Now, as an adult, I’m watching Malcolm in the Middle with my husband.

It all started after we finished the latest season of Dr. Who. It was rumored that a tenth season would be coming out, but there wasn’t anything posted on our favorite streaming site. We were caught up with Hawaii 5O, had already finished Sherlock, weren’t really in the mood for Supernatural or Burn Notice, so we started brainstorming. What shows were readily available? What shows were we curious about? What were we in the mood for? Somehow Malcolm came up. I think it was thrown out there as a joke but, after thinking about it for a bit, we thought: “Why not? We’re adults now. We can watch whatever we want.” (Always a surprising realization for me.) “Plus, if we don’t like it, we can always stop watching,” we reasoned.

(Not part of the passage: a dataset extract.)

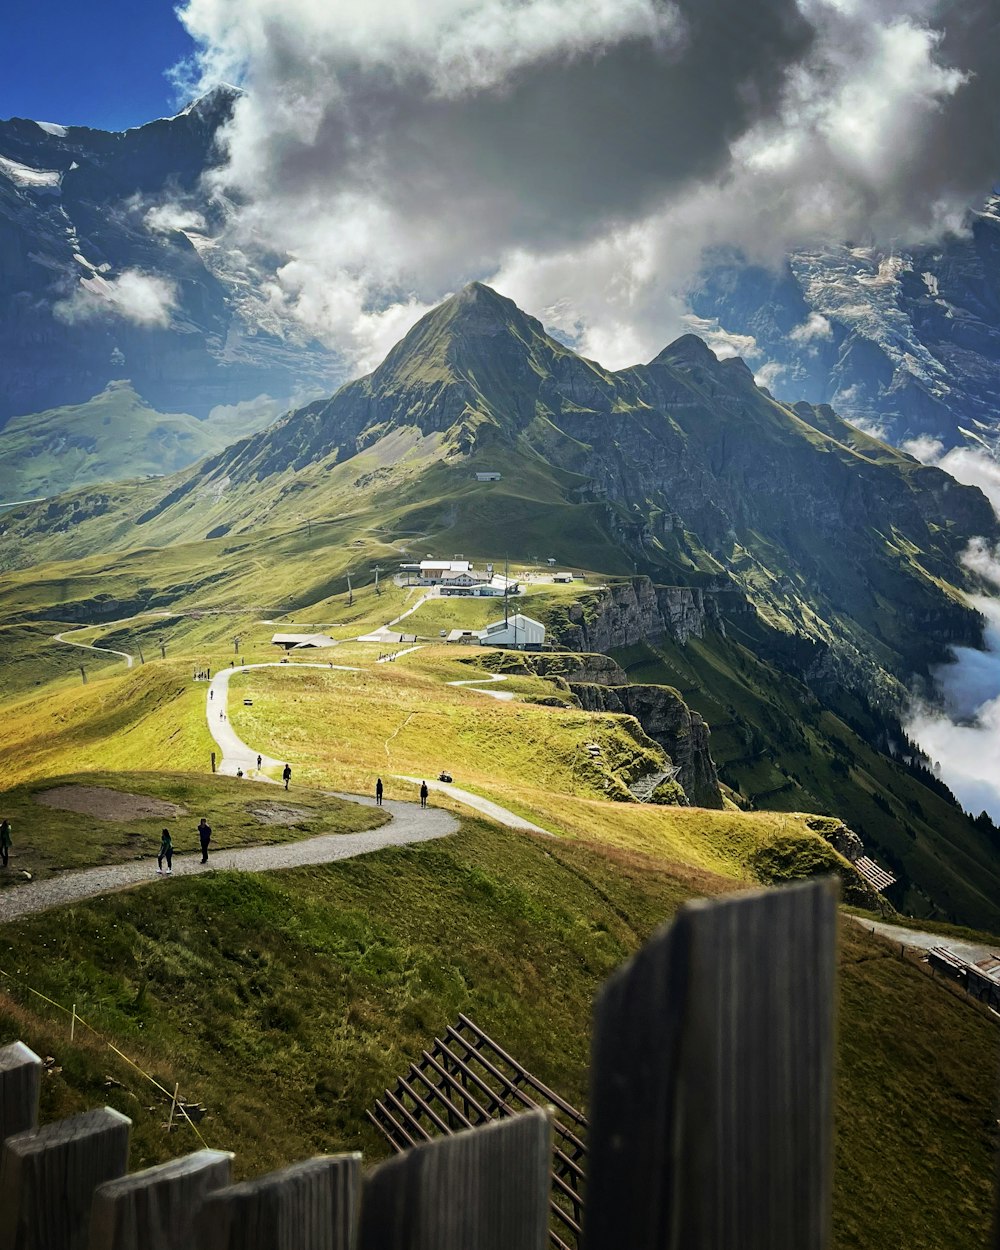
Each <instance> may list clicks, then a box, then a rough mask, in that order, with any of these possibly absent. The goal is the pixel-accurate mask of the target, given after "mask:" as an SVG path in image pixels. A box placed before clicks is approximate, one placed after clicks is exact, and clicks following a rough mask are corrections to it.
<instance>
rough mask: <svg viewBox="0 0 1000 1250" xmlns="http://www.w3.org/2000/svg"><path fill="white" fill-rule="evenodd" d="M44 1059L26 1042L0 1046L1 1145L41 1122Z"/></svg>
mask: <svg viewBox="0 0 1000 1250" xmlns="http://www.w3.org/2000/svg"><path fill="white" fill-rule="evenodd" d="M40 1090H41V1060H40V1059H39V1056H37V1055H36V1054H35V1051H34V1050H29V1049H27V1046H25V1044H24V1043H22V1041H14V1043H11V1044H10V1045H9V1046H4V1048H2V1049H0V1145H2V1143H4V1140H5V1139H6V1138H12V1136H14V1134H15V1133H29V1131H30V1130H31V1129H34V1128H36V1126H37V1123H39V1091H40Z"/></svg>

So we started the show.

It turns out, we really like it. (Sorry, Mom.)

My husband grew up in a house full of boys. They weren’t nearly as devious as Malcolm and his brothers, but my husband can relate to and appreciate a lot of the shenanigans the boys get into in the show. I mostly laugh and shake my head, and murmur, “We’re not going to do that when we have kids” or “We’re not going to let our kids get away with that” or “If my son does anything like that…” or “I hope we have girls.” It’s both nostalgic and educational…now that we’re adults.

I don’t think I could really appreciate this show as a kid. I couldn’t relate to the boys because my siblings and I were “good kids.” I couldn’t relate to Hal and Lois because I had no idea what it was like to be a parent. (I don’t have kids so, technically, I still don’t know what it’s like to be a parent but after many a late night conversation with my mother, mother-in-law, and other relatives with young children, I’m starting to get a better picture of what parenting is going to be like.) The things the parents go through on the show (being bullied by a car salesman, freaking out because they misplaced their paycheck, wanting to get away and do something nice for themselves only to have the event ruined for one reason or another) are things I can relate to now because of my life experiences. Now, I can watch these kids get into trouble and wonder how my parents would have handled a similar situation with me. Now, I can watch these kids plot against their mother and wonder how I can avoid having that kind of relationship with my future kids. Now, I can wonder at the things little boys think about and look forward to the random thoughts or actions or ideas of my future sons. Now, the things happening on this show are relevant to me.

Isn’t that funny? This show is supposed to be for kids and preteens, but here we are, enjoying it as adults. It’s still pretty ridiculous how much trouble Malcolm and his brothers get into, and I sometimes wish we had less information about the parents’ sex lives. But I can handle it now because I’m an adult. It’s kind of cool how a show that’s been over for almost ten years is still teaching and making people laugh today.